A data center may be defined as a location, for instance, a room that houses computer systems arranged in a number of racks. These racks are configured to house a number of computer systems which typically include a number of printed circuit boards (PCBs), mass storage devices, power supplies, processors, micro-controllers, and semi-conductor devices, that dissipate relatively significant amounts of heat during their operation. As such, the computer systems often consume a great deal of energy in performing various computing functions.

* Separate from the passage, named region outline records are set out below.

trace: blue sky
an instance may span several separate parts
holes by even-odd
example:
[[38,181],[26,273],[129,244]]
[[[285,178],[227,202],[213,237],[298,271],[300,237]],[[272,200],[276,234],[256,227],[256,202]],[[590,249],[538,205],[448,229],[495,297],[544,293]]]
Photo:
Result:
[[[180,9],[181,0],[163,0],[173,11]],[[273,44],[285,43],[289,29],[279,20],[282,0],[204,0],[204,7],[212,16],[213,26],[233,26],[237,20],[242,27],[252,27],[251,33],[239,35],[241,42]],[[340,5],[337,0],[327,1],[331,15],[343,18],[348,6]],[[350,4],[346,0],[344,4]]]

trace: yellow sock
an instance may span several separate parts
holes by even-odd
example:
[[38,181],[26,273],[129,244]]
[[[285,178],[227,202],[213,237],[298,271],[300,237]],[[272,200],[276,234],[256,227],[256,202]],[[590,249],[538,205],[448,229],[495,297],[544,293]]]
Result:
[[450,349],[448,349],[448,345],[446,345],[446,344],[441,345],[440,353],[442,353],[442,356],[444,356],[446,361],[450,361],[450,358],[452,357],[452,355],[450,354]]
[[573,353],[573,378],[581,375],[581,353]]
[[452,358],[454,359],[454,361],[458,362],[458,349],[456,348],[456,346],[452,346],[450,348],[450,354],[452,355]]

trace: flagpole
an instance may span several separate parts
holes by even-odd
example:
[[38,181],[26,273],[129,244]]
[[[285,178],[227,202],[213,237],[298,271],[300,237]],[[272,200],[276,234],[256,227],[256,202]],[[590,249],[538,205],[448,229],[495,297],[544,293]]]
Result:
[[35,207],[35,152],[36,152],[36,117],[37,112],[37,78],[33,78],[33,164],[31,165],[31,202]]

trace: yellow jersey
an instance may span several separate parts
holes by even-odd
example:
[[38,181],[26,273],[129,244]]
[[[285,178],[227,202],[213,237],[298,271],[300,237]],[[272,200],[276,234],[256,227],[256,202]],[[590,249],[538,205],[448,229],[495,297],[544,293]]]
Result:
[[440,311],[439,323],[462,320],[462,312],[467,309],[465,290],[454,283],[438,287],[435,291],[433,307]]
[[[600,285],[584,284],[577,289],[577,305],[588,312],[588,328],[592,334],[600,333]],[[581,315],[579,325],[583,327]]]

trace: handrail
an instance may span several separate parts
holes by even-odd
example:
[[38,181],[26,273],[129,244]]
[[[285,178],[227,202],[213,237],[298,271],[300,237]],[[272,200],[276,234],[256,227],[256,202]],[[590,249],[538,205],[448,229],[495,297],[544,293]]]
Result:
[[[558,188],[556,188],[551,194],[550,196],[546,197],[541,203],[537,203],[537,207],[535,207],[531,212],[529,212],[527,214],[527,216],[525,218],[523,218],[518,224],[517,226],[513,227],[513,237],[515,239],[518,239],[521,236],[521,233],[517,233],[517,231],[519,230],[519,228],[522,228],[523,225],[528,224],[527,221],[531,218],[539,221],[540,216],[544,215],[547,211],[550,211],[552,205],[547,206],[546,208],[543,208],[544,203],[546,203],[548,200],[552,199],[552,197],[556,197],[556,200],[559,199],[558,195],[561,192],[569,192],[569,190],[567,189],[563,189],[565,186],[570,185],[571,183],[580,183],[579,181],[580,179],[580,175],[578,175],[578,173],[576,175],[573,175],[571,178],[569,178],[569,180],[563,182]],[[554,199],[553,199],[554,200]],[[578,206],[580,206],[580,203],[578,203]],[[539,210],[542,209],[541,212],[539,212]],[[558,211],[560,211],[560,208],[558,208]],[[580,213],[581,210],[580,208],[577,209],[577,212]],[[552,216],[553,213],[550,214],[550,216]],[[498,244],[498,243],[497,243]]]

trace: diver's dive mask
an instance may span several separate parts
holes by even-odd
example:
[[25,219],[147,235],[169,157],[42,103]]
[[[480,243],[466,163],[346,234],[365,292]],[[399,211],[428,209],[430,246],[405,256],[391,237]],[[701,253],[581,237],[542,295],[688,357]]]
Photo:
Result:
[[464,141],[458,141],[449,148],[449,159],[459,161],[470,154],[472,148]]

To cool the computer systems, hydronics systems within the data centers have been used to distribute chilled water from a chiller plant to individual computer room air conditioning (CRAC) units contained in the data centers. CRAC units that rely upon hydronics systems typically function to cool airflow circulating through the data centers by causing heat from the airflow to be conveyed to the chilled water. In addition, the computer systems draw in the cooled airflow and are cooled through the exchange of heat with the cooled airflow. The CRAC units receive the heated airflow and repeat the cooling process to substantially continuously cool the computer systems.
While the use of hydronics systems in this manner has been found to be relatively robust and flexible, there are some limitations on the amount of heat the CRAC units are capable of removing at the rack level. It would therefore be beneficial to be able to utilize hydronics systems that afford greater control over the provisioning of cooling at multiple levels within a structure.